Pourquoi ? / Le constat : faciliter la sortie de la prostitution
INNOVER La pensée commune ne cesse de chercher des moyens d’aménager la prostitution en partant du principe qu’il s’agit d’une fatalité. Pourquoi ne commence-t-on pas à réfléchir de manière totalement novatrice en affirmant l’idée d’un droit à ne pas être prostitué-e ? En 2010, le numéro vert 3919 a été ouvert à l’ensemble des violences, dont la prostitution. C’est un premier pas vers une réponse publique concertée, qui s’attaquera à la prostitution comme aux autres violences sexistes (voir notre proposition numéro 7 : 7/ Renforcer les moyens des services publics et des associations).
SOUTENIR Aujourd’hui, chaque personne désirant échapper à la violence du système prostitutionnel se prête à un véritable parcours de la combattante. Elle doit se confronter à de nombreux interlocuteurs pour faire reconnaître ses droits et – peut-être – obtenir de l’aide : accès à un travail, à un logement décent, protection face à un conjoint, garde des enfants... Des discriminations viennent parfois compliquer ce marathon, dans le cas des personnes transgenres ou des victimes de la traite (voir notre proposition numéro 6 : 6/ Octroyer, sans condition de dénonciation, un titre de séjour aux victimes de la traite).

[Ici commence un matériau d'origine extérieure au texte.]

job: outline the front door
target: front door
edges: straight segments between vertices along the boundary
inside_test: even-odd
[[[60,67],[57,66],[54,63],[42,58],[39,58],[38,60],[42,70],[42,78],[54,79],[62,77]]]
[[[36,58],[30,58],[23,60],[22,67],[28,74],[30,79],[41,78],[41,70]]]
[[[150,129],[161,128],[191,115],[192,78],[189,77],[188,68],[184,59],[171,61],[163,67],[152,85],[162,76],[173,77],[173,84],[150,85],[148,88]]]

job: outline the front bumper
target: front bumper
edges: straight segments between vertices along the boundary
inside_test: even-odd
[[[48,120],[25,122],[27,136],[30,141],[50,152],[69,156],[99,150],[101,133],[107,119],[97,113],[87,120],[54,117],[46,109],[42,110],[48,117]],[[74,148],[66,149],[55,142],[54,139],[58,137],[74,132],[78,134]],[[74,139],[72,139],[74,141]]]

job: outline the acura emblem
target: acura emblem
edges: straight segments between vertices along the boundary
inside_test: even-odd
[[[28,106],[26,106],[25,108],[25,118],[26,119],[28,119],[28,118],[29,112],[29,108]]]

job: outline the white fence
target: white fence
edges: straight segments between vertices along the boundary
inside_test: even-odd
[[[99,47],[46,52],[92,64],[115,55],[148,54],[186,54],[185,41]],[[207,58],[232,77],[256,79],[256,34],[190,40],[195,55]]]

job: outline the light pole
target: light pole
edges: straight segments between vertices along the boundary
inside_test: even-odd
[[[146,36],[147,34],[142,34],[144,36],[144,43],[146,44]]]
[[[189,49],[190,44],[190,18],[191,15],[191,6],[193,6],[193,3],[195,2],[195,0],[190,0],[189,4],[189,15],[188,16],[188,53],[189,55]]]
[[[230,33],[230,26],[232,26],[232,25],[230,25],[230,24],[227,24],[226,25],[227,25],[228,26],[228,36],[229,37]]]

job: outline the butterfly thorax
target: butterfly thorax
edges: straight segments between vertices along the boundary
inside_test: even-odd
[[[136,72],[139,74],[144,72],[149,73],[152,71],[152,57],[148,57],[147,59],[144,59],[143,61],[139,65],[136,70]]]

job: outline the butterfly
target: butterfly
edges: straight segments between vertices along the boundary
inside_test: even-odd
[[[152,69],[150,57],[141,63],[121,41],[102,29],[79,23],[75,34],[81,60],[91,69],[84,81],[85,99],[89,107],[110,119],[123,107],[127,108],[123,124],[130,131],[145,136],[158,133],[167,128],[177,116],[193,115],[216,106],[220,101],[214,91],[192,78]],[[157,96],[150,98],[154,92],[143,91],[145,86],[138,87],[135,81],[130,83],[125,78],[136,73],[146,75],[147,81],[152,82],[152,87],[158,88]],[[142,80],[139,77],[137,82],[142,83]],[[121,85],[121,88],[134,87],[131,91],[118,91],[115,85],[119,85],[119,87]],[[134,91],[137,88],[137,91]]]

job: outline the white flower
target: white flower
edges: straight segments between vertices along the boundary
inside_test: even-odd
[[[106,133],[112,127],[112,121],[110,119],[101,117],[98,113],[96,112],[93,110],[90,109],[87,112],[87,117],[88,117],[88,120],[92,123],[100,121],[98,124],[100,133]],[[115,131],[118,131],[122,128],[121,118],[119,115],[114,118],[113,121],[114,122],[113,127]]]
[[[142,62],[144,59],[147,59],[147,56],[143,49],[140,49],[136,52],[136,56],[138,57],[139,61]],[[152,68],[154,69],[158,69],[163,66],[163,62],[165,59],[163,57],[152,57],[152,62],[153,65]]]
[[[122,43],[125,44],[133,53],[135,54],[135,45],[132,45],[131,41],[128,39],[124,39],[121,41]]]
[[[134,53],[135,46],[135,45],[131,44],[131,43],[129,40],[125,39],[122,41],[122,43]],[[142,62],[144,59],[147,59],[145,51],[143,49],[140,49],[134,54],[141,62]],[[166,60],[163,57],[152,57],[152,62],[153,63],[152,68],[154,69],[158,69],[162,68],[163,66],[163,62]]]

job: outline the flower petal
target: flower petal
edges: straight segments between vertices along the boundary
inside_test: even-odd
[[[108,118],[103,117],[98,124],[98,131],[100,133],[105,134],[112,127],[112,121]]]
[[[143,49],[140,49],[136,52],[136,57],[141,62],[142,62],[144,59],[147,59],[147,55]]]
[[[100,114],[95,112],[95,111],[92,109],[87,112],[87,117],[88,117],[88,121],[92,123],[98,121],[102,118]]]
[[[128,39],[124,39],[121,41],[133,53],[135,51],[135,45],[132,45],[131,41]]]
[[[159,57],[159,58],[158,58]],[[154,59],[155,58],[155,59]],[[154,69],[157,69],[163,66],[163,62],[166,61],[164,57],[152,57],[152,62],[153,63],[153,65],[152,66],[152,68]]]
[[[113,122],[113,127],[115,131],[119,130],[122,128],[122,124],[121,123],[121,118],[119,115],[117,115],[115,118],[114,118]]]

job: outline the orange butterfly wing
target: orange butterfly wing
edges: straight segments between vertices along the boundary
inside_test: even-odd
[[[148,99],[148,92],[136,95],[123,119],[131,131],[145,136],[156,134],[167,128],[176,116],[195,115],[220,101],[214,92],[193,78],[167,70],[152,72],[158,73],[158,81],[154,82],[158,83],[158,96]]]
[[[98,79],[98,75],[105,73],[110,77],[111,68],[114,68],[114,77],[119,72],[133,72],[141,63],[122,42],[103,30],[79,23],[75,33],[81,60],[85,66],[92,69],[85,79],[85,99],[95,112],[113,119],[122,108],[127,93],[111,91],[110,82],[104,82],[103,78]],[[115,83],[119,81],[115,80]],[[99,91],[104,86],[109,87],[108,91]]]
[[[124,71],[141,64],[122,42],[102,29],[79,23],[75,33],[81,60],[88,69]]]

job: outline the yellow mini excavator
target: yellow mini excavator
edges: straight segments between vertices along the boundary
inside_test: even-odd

RÉPARER L’étape suivante doit viser à desserrer l’étau financier : en attendant que les personnes prostituées obtiennent enfin réparation des violences qu’elles ont subies (voir notre proposition numéro 8 : 8/ Le proxénétisme est un crime : ses victimes doivent être indemnisées), nous militons pour que cesse l’imposition de leurs revenus : outre qu’elle constitue une forme d’aval des pouvoirs publics à la prostitution, cette pénalisation financière arbitraire est un obstacle – écrasant – qui parfois tue dans l’œuf les démarches entreprises pour quitter la prostitution.

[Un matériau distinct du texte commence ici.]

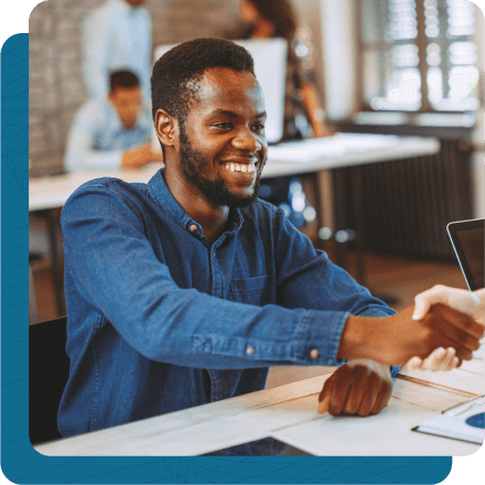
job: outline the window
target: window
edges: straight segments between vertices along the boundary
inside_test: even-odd
[[[360,0],[362,99],[370,110],[479,107],[467,0]]]

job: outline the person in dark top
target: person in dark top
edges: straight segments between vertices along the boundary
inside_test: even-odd
[[[273,365],[341,366],[320,412],[364,417],[386,407],[411,357],[471,358],[479,323],[448,306],[419,322],[412,308],[395,314],[258,198],[266,109],[245,48],[183,43],[151,83],[165,168],[148,184],[90,181],[62,213],[63,436],[263,389]],[[266,440],[219,454],[279,450]]]

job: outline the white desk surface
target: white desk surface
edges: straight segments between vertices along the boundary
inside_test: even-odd
[[[440,142],[434,138],[397,137],[394,134],[337,133],[333,137],[269,147],[262,177],[320,172],[436,153]],[[100,176],[126,182],[147,183],[161,164],[140,170],[89,171],[40,179],[29,182],[29,211],[62,207],[83,183]]]
[[[316,412],[323,382],[334,370],[327,367],[298,382],[34,448],[45,455],[194,456],[273,436],[322,456],[468,456],[481,446],[411,428],[482,395],[483,363],[482,354],[451,373],[403,369],[388,407],[373,417]],[[462,382],[463,373],[475,377],[473,385]]]

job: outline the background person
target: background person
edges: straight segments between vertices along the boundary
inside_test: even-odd
[[[104,99],[88,100],[74,118],[64,157],[67,172],[138,169],[163,161],[137,75],[118,71],[109,84]]]
[[[483,325],[449,306],[395,314],[257,197],[266,110],[245,48],[174,47],[152,96],[165,169],[88,182],[63,209],[63,436],[260,390],[271,365],[343,364],[323,402],[367,416],[390,398],[390,366],[436,347],[471,358]]]
[[[83,77],[90,98],[108,94],[109,73],[133,71],[150,104],[152,20],[144,0],[108,0],[83,22]]]
[[[240,39],[283,37],[288,42],[283,140],[320,138],[332,133],[316,90],[305,75],[295,48],[297,18],[288,0],[240,0],[239,11],[248,26]],[[233,36],[234,39],[234,36]]]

TÉMOIGNAGE / PAROLE D’EXPERTeS
Fiona [1]
« En France les prostituées paient des impôts. Et les PV vont dans les caisses. Pourquoi l’État irait-il dénoncer la prostitution ? »
Alicia [2]
« A la fin de l’année, j’arrête. Ma fille va commencer à travailler, elle va m’aider. Je vais me remettre au RMI. Mais à 52 ans, on va m’embaucher où ?

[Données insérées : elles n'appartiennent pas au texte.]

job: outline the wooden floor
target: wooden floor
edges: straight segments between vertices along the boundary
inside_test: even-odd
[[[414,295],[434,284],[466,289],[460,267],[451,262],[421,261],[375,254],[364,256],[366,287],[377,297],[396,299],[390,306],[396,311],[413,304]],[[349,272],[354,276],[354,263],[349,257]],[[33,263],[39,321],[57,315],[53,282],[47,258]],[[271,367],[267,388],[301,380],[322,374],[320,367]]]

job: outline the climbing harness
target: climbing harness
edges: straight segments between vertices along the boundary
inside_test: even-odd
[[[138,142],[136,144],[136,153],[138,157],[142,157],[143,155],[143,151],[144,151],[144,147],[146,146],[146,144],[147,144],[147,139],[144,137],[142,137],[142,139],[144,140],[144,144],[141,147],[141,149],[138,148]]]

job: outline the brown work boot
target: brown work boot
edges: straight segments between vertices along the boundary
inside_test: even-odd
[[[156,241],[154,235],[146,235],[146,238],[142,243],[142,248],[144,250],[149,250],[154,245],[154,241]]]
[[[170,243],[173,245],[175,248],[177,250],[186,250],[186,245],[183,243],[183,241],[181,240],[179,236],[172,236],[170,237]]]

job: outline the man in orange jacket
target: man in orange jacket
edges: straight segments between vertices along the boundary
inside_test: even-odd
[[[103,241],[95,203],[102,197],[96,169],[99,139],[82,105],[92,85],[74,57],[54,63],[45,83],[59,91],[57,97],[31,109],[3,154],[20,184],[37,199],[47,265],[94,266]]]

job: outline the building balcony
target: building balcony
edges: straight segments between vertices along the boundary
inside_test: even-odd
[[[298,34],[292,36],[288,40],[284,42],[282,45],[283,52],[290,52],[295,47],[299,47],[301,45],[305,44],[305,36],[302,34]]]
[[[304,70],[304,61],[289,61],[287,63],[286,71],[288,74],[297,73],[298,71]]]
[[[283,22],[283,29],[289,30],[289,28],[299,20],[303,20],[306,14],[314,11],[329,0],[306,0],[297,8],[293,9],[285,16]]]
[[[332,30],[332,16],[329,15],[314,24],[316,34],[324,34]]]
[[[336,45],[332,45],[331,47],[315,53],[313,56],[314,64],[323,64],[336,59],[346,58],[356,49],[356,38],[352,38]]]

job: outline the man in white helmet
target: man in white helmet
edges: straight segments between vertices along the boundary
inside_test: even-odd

Je ne me sens pas protégée, par personne... »
Valérie (témoignage non publié)
« Pour l’instant, je vis avec 540€ par mois. Je mets ma môme dans la misère. La précarité, je connais. Heureusement, on m’a aidée : des copains, le Mouvement du Nid pour payer les factures et remplir le caddie (...)
Quelqu’un qui a fait de la prison, on lui donne sa chance, on essaie de le réinsérer, mais, moi, qu’est-ce que j’ai commis ?
Au contraire, j’ai rendu service à tous ces messieurs non ? »
UNE MESURE IMMÉDIATE
Cesser d’imposer les personnes prostituées et de les soumettre à l’URSSAF.